How to waste computer memory?

Sat Mar 19 05:31:45 EDT 2016

Steven D'Aprano <steve at pearwood.info>:

> One thing that NTFS gets right is that all path names are guaranteed
> to be well-formed, valid Unicode. I believe that they are stored in
> UTF-16, and unlike the ext file systems used on Linux, they are not
> arbitrary bytes.

<URL: https://msdn.microsoft.com/en-us/library/windows/desktop/dd31774
8%28v=vs.85%29.aspx> states that NTFS filenames disallow '\', '/', '.',
'?', '*' as well as '¥'. Apparently the ban on the yen symbol isn't
enforced by the FS.

I haven't found a direct statement whether NTFS internally enforces the
soundness of UTF-16 or if it is simply doing UCS-2.

<URL: https://msdn.microsoft.com/en-us/library/windows/desktop/dd374069
%28v=vs.85%29.aspx>:

   Using the surrogate mechanism, UTF-16 can support all 1,114,112
   potential Unicode characters.

But Unicode doesn't contain 1,114,112 characters—the surrogates are
excluded from Unicode, and definitely cannot be encoded using
UTF-anything.

Furthermore, the page notes:

   Note Windows 2000 introduces support for basic input, output, and
   simple sorting of supplementary characters. However, not all system
   components are compatible with supplementary characters.

(Somewhat related, Python doesn't enforce the soundness of Unicode
because Python allows surrogate code points in strings.)

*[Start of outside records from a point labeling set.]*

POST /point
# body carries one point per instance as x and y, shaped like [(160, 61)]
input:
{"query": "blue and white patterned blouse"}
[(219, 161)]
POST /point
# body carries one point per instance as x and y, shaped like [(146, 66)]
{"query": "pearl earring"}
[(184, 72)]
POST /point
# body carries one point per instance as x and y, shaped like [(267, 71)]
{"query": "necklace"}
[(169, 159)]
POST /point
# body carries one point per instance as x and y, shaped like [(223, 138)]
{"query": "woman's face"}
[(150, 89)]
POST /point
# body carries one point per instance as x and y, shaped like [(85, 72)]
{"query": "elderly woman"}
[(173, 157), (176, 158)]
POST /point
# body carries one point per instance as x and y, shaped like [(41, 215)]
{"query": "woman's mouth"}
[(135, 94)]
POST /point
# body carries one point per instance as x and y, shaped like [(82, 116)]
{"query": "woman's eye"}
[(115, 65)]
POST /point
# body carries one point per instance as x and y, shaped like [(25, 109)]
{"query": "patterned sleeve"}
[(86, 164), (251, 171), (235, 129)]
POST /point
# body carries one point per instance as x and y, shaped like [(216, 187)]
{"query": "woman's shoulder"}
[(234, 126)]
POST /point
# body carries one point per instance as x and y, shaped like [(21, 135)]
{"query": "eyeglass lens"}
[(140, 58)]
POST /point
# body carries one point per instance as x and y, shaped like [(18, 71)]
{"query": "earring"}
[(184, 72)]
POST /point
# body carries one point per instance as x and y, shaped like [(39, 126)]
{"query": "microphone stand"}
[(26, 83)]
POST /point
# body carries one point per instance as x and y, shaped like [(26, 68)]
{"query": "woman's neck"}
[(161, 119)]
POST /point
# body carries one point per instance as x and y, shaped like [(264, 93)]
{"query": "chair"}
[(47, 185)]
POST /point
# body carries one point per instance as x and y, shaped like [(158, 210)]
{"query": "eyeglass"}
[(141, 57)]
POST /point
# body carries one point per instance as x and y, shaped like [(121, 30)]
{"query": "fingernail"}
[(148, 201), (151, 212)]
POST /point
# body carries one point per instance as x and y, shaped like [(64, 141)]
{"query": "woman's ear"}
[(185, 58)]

> I believe that HFS+ on Apple Macs goes one step further and guarantees
> that paths are always fully normalised, so that it's impossible to
> have (e.g.) two files ã (U+00E3 LATIN SMALL LETTER A WITH TILDE) and ã
> (U+0061 LATIN SMALL LETTER A + U+0303 COMBINING TILDE) in the same
> directory.
>
> Unfortunately, backwards compatibility is holding Linux file systems
> back...

Linux got lucky by not jumping the gun. We are still waiting for the
dust to settle.

Unicode made several (understandable but grave) mistakes along the way:

   * UCS-2

   * supplementary code points

   * BOM

   * endianness

   * normalization

We still don't know if the final result will be UCS-4 everywhere (with
all 2**32 code points allowed?!) or UTF-8 everywhere.

Marko